Entities are variables that complement or modify the Intent. An Entity is a snippet of information the AI Agent can understand to serve the correct answer.

Entities are typed memory slots that keep the conversation context. In the Druid AI Platform, entities are structured objects with attributes (or fields) and relations between them. The collection of entities within the AI Agent creates the AI Agent Informational Model.

Example: The Account entity represents a person or organization that buys goods or services. It includes fields like Name, First Name, Last Name, Email, Orders (collection of Orders), Invoices (collection of Invoices), and Payments (collection of Payments).

Utterance

An Utterance is whatever the user says or inputs. The DRUID AI Agent extracts the Intent and Entities essential to carrying on a conversation from the Utterance.

Druid local variable

Druid local variables are defined in Flows and persist throughout the conversation during the Flow execution.

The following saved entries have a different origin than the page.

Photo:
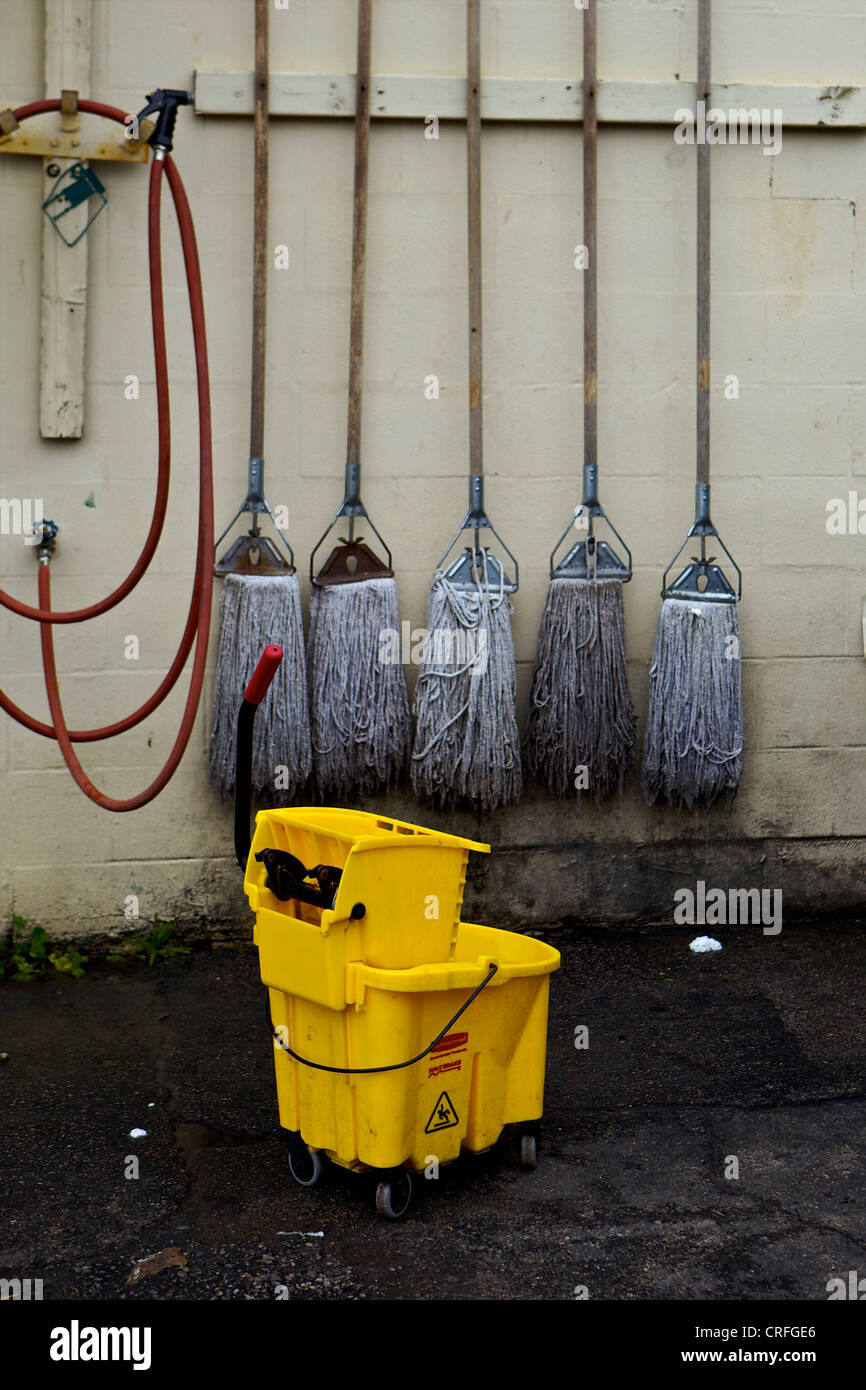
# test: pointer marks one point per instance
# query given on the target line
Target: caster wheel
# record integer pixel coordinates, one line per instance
(392, 1198)
(305, 1165)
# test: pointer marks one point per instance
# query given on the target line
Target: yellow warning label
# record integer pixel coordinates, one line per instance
(442, 1116)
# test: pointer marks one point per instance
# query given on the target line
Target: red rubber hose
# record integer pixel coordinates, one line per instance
(161, 387)
(198, 622)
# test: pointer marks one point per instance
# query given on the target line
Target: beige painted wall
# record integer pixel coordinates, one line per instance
(788, 319)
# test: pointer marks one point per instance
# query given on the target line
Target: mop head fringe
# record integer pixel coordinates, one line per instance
(253, 612)
(467, 744)
(359, 702)
(581, 715)
(692, 749)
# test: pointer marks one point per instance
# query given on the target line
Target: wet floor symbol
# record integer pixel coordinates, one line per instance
(444, 1115)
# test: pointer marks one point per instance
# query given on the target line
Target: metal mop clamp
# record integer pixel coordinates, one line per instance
(478, 566)
(591, 559)
(255, 553)
(352, 559)
(704, 578)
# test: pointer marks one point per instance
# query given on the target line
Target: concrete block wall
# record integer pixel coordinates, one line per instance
(788, 320)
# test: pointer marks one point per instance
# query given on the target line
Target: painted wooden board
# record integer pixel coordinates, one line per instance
(523, 99)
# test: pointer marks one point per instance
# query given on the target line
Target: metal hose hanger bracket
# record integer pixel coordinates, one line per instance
(198, 622)
(391, 1066)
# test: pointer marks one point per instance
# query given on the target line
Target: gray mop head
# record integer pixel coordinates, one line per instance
(580, 705)
(467, 744)
(253, 612)
(359, 702)
(692, 749)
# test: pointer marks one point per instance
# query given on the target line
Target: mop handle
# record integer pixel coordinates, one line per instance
(359, 239)
(591, 243)
(704, 255)
(260, 231)
(473, 164)
(264, 673)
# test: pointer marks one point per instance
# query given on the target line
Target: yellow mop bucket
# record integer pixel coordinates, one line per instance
(416, 1064)
(402, 1034)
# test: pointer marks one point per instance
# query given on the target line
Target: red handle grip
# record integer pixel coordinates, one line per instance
(263, 674)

Integration context variable

Integration context variables persist during the connector task execution and are used for custom authentication. Druid keeps them in memory until using them in the authorization call to the business API.

Machine learning (ML)

Machine learning (ML) is the field of AI that focuses on making machines learn. In the context of AI Agents, ML improves the AI Agent's ability to answer complex user queries over time.

Natural language processing (NLP)

Natural language processing (NLP) is a field of AI that encompasses everything related to a machine understanding human input. To do this, an NLP engine uses tools such as natural language understanding, sentiment analysis, and tokenization.

Natural language understanding (NLU)

Natural language understanding (NLU) is the process that examines an utterance and extracts its entities and intent. It allows a machine to understand what a user is saying.